On my bulletin board, next to Polaroid photos and to-do lists, hang three tattered pieces of multi-colored yarn. The faded pinks, blues, whites and purples are spooled around a few gold push pins. To the naked eye, the feature looks like a failed arts-and-crafts project. However, woven within the fibers are years of commitment and comradery (and maybe a little sweat too).
These pieces of yarn resulted from a team-bonding exercise, aptly titled “Yarn,” that occurs during one of the spring season’s final tournaments. Sprawled out across the bed, or couch, or floor of the hotel room, each of my teammates and I discuss the highs and the lows of the season, finishing our thoughts by passing the spool of yarn to a player who made an impact on us. Eventually, the yarn reaches every player, allowing for the quintessential “tied-together” team picture. The yarn is cut, and the bracelets are worn for the remainder of the season and into the summer, when they eventually start to deteriorate. However small, the bracelets represented my favorite component of ultimate: Spirit of the Game.
My first Yarn experience was in May of my freshman year at Radnor High School. I was on the soccer team that fall, so I had only played ultimate for a few months at this point. We were in Massachusetts, my first overnight tournament, and I had gladly taken the cramped middle seat on the drive up. After a long day of games, I remember receiving a message in the group chat from one of the seniors that Saturday night telling everyone which room Yarn would be in. A flood of crying emojis shortly followed. What is Yarn? I thought to myself. As a freshman, especially one that wasn’t on the team initially that fall, I had no idea what was going on. Little did I know, my life would change that night, as I quickly became aware of the monumental impact of this event.
Despite playing soccer with the same people for years, I had never really felt like I was on a team. I loved soccer, and I still do: the physicality, the intricate moves, the mutual disdain for referees, everything. Playing ultimate in the spring was fun, but I certainly did not have any plans of quitting soccer to also play in the fall. However, within the first 30 minutes of Yarn, I started to cry. Now, this was not unusual: people were starting to tear up before our coach even brought out the yarn.

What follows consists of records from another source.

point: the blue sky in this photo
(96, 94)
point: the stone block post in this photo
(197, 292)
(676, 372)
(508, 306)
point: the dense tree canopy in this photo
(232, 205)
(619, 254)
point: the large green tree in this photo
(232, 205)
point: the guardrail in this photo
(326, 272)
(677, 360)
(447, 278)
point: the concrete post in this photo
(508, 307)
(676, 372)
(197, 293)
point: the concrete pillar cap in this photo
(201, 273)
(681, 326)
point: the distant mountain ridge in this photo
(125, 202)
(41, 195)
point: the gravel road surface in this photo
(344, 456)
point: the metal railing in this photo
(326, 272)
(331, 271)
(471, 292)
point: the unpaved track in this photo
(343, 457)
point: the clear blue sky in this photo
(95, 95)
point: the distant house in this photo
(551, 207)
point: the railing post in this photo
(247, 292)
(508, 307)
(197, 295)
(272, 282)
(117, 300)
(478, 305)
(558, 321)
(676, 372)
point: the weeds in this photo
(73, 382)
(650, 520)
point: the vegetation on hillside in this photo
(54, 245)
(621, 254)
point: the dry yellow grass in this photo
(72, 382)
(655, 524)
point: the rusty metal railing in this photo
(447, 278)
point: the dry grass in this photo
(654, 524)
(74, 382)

There were varying degrees of emotion each player on our team was expressing — as expected, the seniors had a lot to cry about. Me, on the other hand? I was still struggling to remember everyone’s name. As I looked around, however, I slowly began to realize that my soccer teammates would never be so vulnerable, so honest, so real. At that moment, I realized I could never go back to soccer. Ultimate would later bring me plenty of things: friends, introspection, responsibility, trophies, bruises, you name it. But, at that one initial moment, it brought me something I didn’t know I had been looking for: a team.

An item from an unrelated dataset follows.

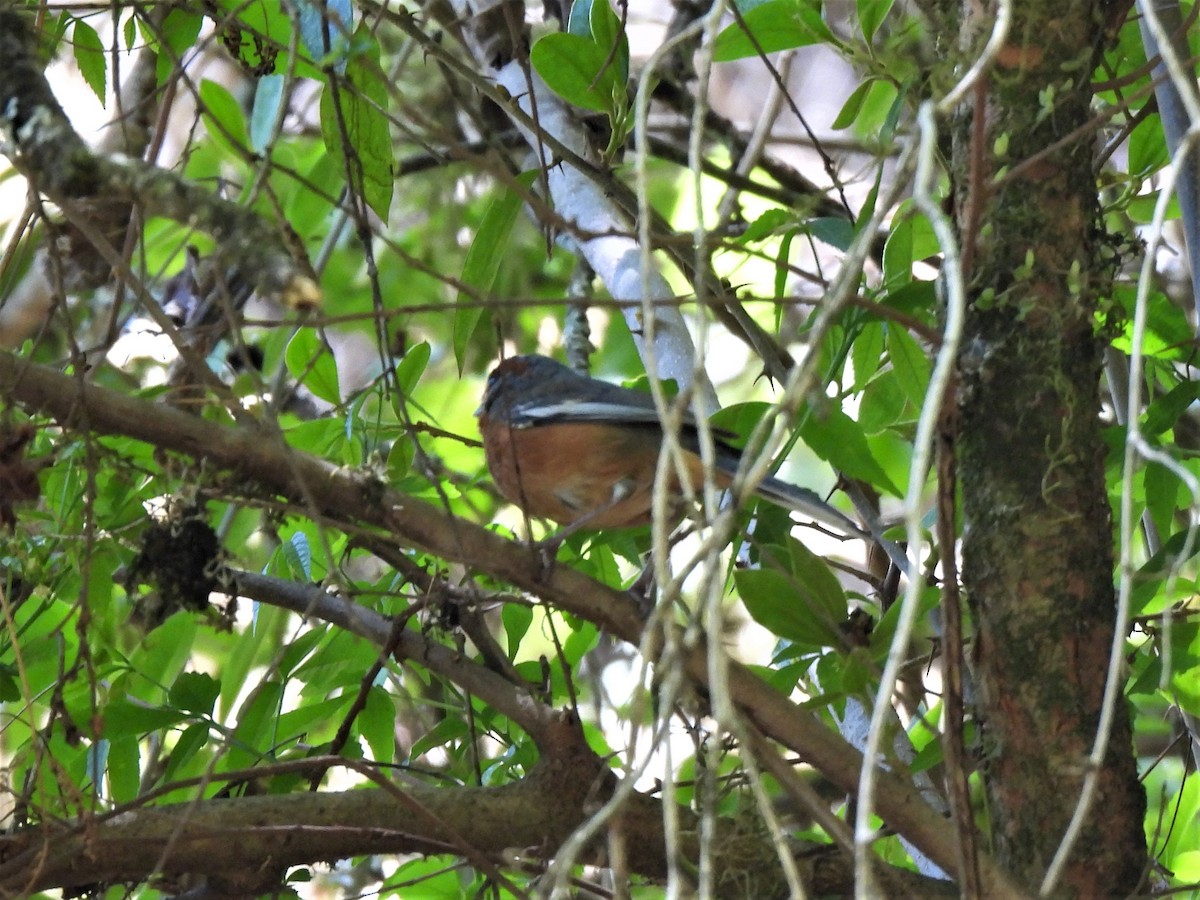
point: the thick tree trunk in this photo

Fast forward to my sophomore year, the finals game of the Pennsylvania High School State Championships. Despite being up by a hefty amount before half, Lower Merion stormed back and tied it up to force universe point. I’m relatively cool under pressure, but when I’m tired and stressed, I usually start to cry. So, big surprise that I started to cry when our coach called the final lineup and I was on it. We had done Yarn the night before, and I remember spinning the bracelet around my wrist as I walked to the end zone, trying to stay focused and take slow, deep breaths. We huddled for what seemed like five minutes, but it was probably more like 20 seconds. Instead of yelling or critiquing previous plays, the seniors comforted us (who am I kidding, mostly me). Instead of the win-at-all-cost mentality I was used to, the seniors encouraged me to just do my best. Looking down at everyone’s yarn bracelets, I had never before felt more connected to a group of players. We pulled the disc, I stopped crying and we eventually ended up winning.
I took off my junior year yarn bracelet right before prom. I remember cutting it carefully and placing it on my bulletin board with my other two, excited at the thought of my next one, my last one. Unfortunately, 2020 would not allow for that. Instead of crying with my team, I was watching TikToks and making whipped coffee. However, even apart, Radnor Girls Ultimate Frisbee still practiced Spirit of the Game. We kept in contact with other teams, threw the disc while practicing social-distancing, served as activists for the Black Lives Matter movement, and organized surprises for players’ various personal accomplishments. While I never received my final yarn bracelet, I never lost the feeling of being a part of the team.